Ce récit comportait naturellement des variantes, attribuant le même fait d’armes tantôt à l’un, tantôt à l’autre. Mais il était important pour la compréhension du personnage de David – et du soutien que lui apportait Yahvé – qu’il soit crédité, dès le début de sa carrière, d’une action extraordinaire. Il y a par ailleurs plusieurs effets littéraires à l’œuvre dans le récit biblique de cet épisode de la vie de David : l’attitude de Goliath rappelle des scènes rapportées dans les épopées homériques, où les principaux chefs grecs et troyens se lancent des défis et servent de champion à leur camp. Du côté des gens d’Israël, on côtoie le merveilleux en apprenant que celui qui osera affronter le géant philistin recevra la fille du roi en mariage, des richesses à foison… et qu’il sera exempté de taxes. Mais c’est au nom de Yahvé, et non de Saül, que David combat et triomphe. Enfin, dernier motif propre aux récits épiques, cet épisode est aussi le début d’une amitié indéfectible entre David et le fils de Saül, Jonathan. Conquis par la prestance et la gloire du fier berger, le jeune homme partage tout avec lui, jusqu’à ses vêtements et ses armes. C’est à l’affection de Jonathan que David devra la vie, quand Saül se sera retourné contre lui. Car la faveur royale que son exploit contre Goliath a valu à David ne dure pas, et, s’il conquiert la main d’une fille du roi, il n’obtient pas l’aînée, mais la cadette, Mikal, pour laquelle il doit verser une dot peu courante (le roi lui réclame cent prépuces de Philistins).

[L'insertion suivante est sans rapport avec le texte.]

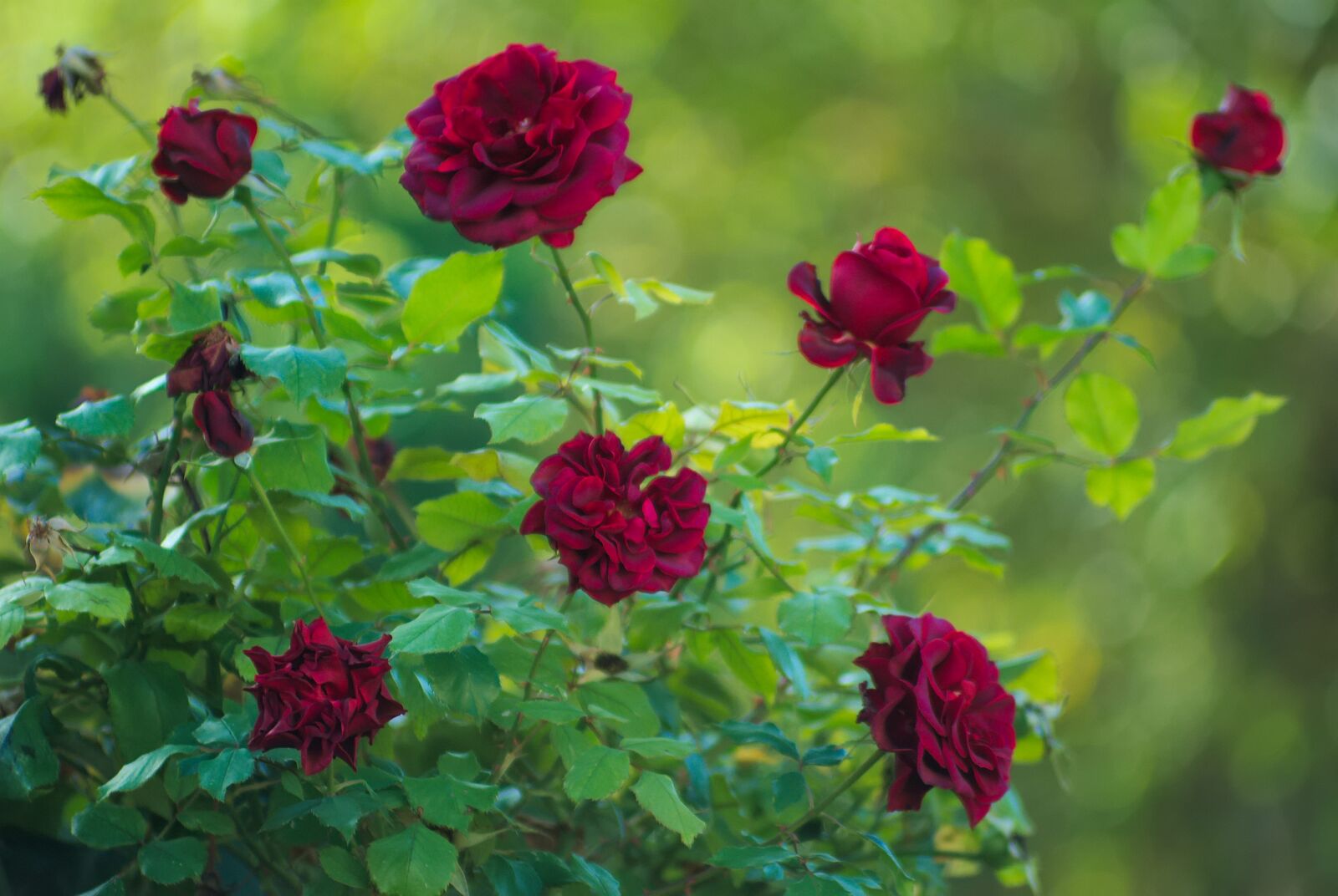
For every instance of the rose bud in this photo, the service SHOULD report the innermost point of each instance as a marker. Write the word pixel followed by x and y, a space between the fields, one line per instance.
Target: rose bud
pixel 881 293
pixel 51 89
pixel 320 697
pixel 1244 135
pixel 937 704
pixel 615 532
pixel 202 154
pixel 211 363
pixel 227 431
pixel 521 145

Puis David, de héros national, devient un fugitif poursuivi par son roi, vivant de rapines et de coups de main dans les terres désertiques au sud de Juda, avec une bande de 5 à 600 compagnons hors-la-loi. Il s’intègre ainsi dans une autre tradition proche-orientale, celle des exilés politiques ou économiques, exclus des centres habités et qui vivent de brigandage. Ces habiru (en Méso­potamie) ou ’apiru (au Levant) font partie du paysage sociopolitique et sont souvent utilisés comme mercenaires par des roitelets locaux. 

De fait, David n’hésite pas à se mettre au service des Philistins, en particulier du roi Akish de la ville de Gath. La renommée de David comme chef de guerre lui vaut de passer ensuite du statut de meneur de bande à celui de chef coutumier de Juda, installé dans une première capitale, Hébron, puis de se faire reconnaître comme roi sur l’ensemble des tribus confédérées d’Israël et de s’implanter à Jérusalem.

 

SOUVERAIN D'UN ROYAUME UNIFIÉ 

Telle est la trame historique fournie par le récit biblique, selon laquelle David, souverain du royaume unifié Israël-Juda, aurait succédé à Saül et son fils Išba’al, premiers rois d’Israël. Une trame complètement remise en question depuis trois décennies, car on tend à penser aujourd’hui qu’il y aurait eu non pas succession, mais coexistence entre le territoire d’Israël, au nord, plus étendu, plus riche, plus peuplé (40 000 habitants environ), et celui de Juda, au sud, abritant environ 5 000 habitants.

Tantôt rivaux, tantôt alliés contre les Philistins, ces deux ensembles firent l’apprentissage du passage de la tribu à l’État, sur le modèle de la plupart de leurs voisins du Proche-Orient occidental. De manière plus générale, on peut même avancer l’idée d’une structure politique combinant l’organisation tribale propre aux premiers Israélites historiques (vers 1100-1000 av. J.-C.) et les restes très affaiblis des cités-États cananéennes de la seconde moitié du IIe millénaire av. J.-C., comme Jérusalem.

Ainsi, la capitale dont se dota David n’était, à cette époque, qu’une modeste bourgade de quelques centaines d’âmes, dépourvue de fortifications, et elle le resta encore longtemps. Le récit biblique ne peut donc, à lui seul, permettre de saisir la réalité historique du personnage de David. Il faut dégager le texte de ses apprêts idéologiques et littéraires, le confronter aux traces fournies par la recherche archéologique, ainsi qu’aux autres sources historiques proche-orientales. David n’a plus besoin d’avoir triomphé de Goliath pour être reconnu comme le fondateur de la maison royale de Juda, mais cet exploit initial était essentiel pour l’établissement de sa légende.